DL Basics
DL = Subset of ML based on neural networks. Each layer transforms its inputs into progressively higher-level features. Deep networks = neural networks with multiple hidden layers.
Neural networks are “universal approximators” - with enough layers and neurons, they can represent almost any function.
Popular Architectures:
Linear Classifier – simplest form, predicts based on weighted input features (stack of linear layers + one single linear transformation).
Don’t confuse linear classifier w/perceptron which is a basic unit of a neural network (neuron) - a single linear model + nonlinear activation. Perceptron becomes linear if you remove the nonlinear activation.
DNN (Deep Neural Networks) – multiple hidden layers with nonlinear activations.
CNN (Convolutional Neural Networks) – convolution + pooling layers, widely used for image tasks.
RNN (Recurrent Neural Networks, LSTMs) – handle sequential data by maintaining memory.
GANs (Generative Adversarial Networks) – generate synthetic examples via generator–discriminator setup.
Transfer Learning – reuse pretrained models for new tasks.
Wide & Deep – hybrid of linear + deep models for structured data.
Core Building Blocks
Neuron: Node in a neural network, takes inputs, applies an activation function (nonlinear transformation), and outputs a value.
Neural Network: Composition of neurons and activation functions that enable nonlinear predictions.

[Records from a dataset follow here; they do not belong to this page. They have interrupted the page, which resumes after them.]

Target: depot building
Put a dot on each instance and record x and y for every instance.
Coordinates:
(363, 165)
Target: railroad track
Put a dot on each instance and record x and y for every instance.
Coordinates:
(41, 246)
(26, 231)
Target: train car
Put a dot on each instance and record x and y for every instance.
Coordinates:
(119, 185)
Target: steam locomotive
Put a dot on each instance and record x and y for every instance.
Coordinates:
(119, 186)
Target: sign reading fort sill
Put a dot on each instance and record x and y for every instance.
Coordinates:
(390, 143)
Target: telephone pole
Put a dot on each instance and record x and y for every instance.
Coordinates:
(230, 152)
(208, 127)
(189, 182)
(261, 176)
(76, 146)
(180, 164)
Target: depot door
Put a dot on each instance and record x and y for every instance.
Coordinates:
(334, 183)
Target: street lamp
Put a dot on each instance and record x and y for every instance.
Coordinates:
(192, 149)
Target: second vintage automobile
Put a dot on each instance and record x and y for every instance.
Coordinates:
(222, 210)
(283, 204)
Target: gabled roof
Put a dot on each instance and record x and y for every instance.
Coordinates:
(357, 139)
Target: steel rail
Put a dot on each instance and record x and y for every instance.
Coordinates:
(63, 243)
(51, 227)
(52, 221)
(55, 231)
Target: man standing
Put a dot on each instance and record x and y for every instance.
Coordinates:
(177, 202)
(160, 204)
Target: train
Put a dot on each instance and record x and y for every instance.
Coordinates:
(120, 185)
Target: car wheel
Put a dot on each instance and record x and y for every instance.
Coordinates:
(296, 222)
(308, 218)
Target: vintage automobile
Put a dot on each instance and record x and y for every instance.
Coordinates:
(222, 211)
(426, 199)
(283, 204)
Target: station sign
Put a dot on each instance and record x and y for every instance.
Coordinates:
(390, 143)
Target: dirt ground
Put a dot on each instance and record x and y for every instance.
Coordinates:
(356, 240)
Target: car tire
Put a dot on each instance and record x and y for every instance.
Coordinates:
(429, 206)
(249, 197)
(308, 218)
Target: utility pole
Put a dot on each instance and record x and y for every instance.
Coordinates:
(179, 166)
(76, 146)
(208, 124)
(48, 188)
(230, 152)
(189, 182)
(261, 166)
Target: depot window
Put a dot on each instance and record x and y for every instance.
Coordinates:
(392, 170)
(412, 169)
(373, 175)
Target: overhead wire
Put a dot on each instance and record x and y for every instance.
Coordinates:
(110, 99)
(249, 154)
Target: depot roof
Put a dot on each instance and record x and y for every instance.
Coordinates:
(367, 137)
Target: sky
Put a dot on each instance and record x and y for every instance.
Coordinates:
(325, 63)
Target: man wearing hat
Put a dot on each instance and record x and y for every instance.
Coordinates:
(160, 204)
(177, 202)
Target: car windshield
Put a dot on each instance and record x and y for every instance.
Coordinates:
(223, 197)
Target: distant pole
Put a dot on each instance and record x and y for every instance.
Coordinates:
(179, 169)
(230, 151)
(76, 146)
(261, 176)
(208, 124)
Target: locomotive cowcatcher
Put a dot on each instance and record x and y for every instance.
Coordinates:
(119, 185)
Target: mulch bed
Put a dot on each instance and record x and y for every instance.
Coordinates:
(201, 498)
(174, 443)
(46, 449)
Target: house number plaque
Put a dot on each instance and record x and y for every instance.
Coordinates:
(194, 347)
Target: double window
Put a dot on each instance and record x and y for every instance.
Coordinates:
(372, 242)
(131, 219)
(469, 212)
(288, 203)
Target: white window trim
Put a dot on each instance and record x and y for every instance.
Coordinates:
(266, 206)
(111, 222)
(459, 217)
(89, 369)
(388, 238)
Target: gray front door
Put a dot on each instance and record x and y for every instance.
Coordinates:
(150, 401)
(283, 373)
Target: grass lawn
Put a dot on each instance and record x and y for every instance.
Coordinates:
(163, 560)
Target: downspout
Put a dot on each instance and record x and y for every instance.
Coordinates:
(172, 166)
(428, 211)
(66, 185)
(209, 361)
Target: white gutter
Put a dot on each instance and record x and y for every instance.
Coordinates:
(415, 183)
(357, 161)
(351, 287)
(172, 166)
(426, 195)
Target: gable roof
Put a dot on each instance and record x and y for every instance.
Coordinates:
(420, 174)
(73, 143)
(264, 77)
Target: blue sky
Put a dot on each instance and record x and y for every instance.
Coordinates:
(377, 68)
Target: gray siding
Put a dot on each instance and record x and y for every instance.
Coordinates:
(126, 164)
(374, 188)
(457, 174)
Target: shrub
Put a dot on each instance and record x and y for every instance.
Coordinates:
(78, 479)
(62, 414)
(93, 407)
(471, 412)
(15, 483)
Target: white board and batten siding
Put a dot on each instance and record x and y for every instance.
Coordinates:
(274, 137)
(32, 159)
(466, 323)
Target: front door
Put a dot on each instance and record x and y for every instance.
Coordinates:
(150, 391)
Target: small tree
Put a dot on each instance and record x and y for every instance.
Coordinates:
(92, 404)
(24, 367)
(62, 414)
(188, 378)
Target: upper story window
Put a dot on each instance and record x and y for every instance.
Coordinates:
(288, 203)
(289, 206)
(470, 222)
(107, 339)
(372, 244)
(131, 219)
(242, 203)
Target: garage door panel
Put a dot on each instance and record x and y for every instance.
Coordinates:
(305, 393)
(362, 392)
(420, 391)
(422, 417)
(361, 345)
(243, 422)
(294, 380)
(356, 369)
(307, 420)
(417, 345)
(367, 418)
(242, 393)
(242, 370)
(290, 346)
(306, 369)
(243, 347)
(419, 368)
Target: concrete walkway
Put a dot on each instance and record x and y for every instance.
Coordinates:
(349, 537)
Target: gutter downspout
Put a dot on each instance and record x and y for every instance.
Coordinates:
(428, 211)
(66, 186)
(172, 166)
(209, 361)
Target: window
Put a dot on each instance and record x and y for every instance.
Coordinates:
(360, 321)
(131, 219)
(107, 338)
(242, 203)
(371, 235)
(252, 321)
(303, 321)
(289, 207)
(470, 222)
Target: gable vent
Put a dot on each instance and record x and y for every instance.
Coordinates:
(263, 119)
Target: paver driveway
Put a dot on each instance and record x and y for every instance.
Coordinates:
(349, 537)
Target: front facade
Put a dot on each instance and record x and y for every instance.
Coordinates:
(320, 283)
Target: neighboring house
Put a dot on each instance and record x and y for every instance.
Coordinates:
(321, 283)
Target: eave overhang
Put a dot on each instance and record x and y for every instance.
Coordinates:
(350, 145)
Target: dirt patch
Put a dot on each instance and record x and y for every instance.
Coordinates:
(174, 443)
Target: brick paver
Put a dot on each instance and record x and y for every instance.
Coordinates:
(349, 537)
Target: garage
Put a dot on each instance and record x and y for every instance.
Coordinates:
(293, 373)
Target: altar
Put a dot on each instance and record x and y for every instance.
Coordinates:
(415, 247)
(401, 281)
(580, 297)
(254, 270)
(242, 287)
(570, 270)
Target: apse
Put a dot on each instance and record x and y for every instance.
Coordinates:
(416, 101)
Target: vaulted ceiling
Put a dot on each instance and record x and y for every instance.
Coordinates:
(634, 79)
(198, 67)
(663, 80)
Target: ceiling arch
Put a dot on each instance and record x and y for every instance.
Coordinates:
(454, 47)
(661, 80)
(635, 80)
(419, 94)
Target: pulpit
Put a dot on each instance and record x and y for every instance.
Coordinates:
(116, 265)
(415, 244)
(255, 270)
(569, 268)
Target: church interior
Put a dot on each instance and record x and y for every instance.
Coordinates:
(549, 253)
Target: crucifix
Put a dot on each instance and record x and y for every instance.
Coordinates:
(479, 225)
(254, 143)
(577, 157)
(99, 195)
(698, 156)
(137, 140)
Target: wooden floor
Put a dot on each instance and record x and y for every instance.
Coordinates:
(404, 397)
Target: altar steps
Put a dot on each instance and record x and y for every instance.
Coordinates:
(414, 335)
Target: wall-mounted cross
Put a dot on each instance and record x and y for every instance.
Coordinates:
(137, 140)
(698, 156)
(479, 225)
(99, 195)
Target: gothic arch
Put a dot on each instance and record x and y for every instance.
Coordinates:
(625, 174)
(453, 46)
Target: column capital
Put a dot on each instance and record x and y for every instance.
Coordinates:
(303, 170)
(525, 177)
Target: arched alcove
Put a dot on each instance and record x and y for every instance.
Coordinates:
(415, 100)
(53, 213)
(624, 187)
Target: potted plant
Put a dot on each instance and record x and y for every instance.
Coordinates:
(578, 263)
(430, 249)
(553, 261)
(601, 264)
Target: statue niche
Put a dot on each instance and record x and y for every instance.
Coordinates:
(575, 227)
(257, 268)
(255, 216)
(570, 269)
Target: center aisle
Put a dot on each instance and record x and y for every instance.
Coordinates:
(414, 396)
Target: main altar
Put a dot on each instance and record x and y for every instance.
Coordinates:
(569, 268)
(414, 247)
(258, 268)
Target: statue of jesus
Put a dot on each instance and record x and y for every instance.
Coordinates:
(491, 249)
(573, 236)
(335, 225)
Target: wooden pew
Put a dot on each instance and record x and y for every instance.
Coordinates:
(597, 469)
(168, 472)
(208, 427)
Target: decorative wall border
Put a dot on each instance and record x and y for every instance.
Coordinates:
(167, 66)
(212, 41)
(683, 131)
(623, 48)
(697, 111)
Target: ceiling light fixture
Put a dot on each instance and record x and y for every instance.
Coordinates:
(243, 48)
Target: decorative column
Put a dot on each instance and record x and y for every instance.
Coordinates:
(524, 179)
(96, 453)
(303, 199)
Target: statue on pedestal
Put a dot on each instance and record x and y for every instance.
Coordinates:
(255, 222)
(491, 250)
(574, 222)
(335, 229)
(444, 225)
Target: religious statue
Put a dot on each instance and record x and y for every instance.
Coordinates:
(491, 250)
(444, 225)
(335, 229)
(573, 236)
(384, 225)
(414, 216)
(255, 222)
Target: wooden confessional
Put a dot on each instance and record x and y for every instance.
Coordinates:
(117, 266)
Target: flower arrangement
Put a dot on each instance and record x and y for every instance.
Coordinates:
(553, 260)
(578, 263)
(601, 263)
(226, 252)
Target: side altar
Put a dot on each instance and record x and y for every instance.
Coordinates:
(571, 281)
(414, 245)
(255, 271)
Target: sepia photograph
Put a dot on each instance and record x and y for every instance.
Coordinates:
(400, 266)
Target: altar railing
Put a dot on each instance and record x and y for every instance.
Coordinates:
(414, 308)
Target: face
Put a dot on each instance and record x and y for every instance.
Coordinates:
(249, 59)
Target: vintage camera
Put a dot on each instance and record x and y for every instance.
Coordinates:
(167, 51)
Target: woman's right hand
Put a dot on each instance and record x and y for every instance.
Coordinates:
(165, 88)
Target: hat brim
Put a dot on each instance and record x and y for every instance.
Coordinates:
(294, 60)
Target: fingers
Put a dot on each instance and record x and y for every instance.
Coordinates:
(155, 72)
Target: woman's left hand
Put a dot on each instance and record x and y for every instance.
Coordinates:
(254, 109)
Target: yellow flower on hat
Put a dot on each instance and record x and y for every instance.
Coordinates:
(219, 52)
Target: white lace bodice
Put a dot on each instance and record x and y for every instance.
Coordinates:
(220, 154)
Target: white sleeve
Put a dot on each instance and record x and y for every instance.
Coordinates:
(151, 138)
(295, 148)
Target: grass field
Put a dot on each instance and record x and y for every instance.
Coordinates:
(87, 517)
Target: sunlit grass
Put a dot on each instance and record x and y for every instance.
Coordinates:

Weights / Biases: Parameters multiplied with inputs to produce outputs. Weights control feature contribution; biases shift the output.
Embeddings: Mapping from discrete objects (like words) to vectors of real numbers, useful for classification tasks.
Activation Functions
Activation Functions: Mathematical functions that introduce non-linearity into a network (e.g., ReLU, tanh).
Sigmoid Function: Maps values to the range (0, 1), often used for predicting probabilities.
Optimization & Training
Gradient Descent / Backpropagation: Core optimization methods for adjusting weights based on error gradients.
Optimizer: Algorithms that update weights and biases to minimize loss (e.g., SGD, Adam).
Learning Rate: Controls step size in optimization; high values train faster but risk divergence, low values converge more slowly.
Converge: When an algorithm eventually reaches an optimal (or near-optimal) solution.
Training Challenges
Numerical Instability: Issues from floating point limits with very large/small values.
Overfitting Controls:
Dropout: Regularization by randomly removing units in a network layer during training.
Early Stopping: Regularization by halting training before overfitting occurs.
Neural Network Layers & Operations
Convolutional Layer: Applies convolution operations across input data (commonly in CNNs) to capture spatial features.
Pooling: reducing matrix from an earlier convolutional layer to a smaller matrix – taking the max or average value across the pooled area. Pooling mainly helps in extracting sharp, low-level features like edges, points (max pool) and smooth features (average pool). It is also done to reduce variance and computations.
CNN Essentials
CNNs use convolutions (with stride, padding, and multiple filters), pooling, and fully connected layers to progressively learn and combine features, making them the dominant method for visual recognition tasks.
Introduction
CNNs excel at image tasks by preserving spatial layout and automatically learning features (edges, textures, shapes).
Convolutional layers replace manual feature engineering, enabling accuracy and scalability.
Architecture
CNNs mimic the human visual system with key layers: convolutional layers, activation functions, pooling layers, and fully connected layers.
Key Components
Convolutional Layers: applies small learnable filters (kernels) that slide across the input to detect local patterns like edges or textures. Each filter produces a feature map showing where that pattern occurs. This operation uses local connectivity and weight sharing, enabling the network to efficiently learn spatial features and build hierarchical representations of images.
Stride: Step size for moving filters; small strides preserve detail, large strides reduce resolution and computation.
Padding: Zero-padding around inputs to control feature map size; “valid” = no padding, “same” = preserve dimensions.
Multiple Filters & Depth: Each filter learns distinct features; stacking feature maps builds hierarchical representations.
Weight Sharing: Reuses the same filter across input → reduces parameters, improves efficiency, enables translation invariance.
Feature Maps: Outputs of convolution operations showing where features are detected.
Pooling Layers
Reduce feature map dimensions, retaining essential information while lowering computation.
Types: Max pooling (captures strongest features), average pooling (generalized features), global pooling (single value per map).
Fully Connected Layers
Feed-forward network layers (CNN): input layer, hidden layers w/dropout, output layer
Flatten feature maps into vectors for global reasoning.
Learn high-level patterns and perform classification (SoftMax - multiclass).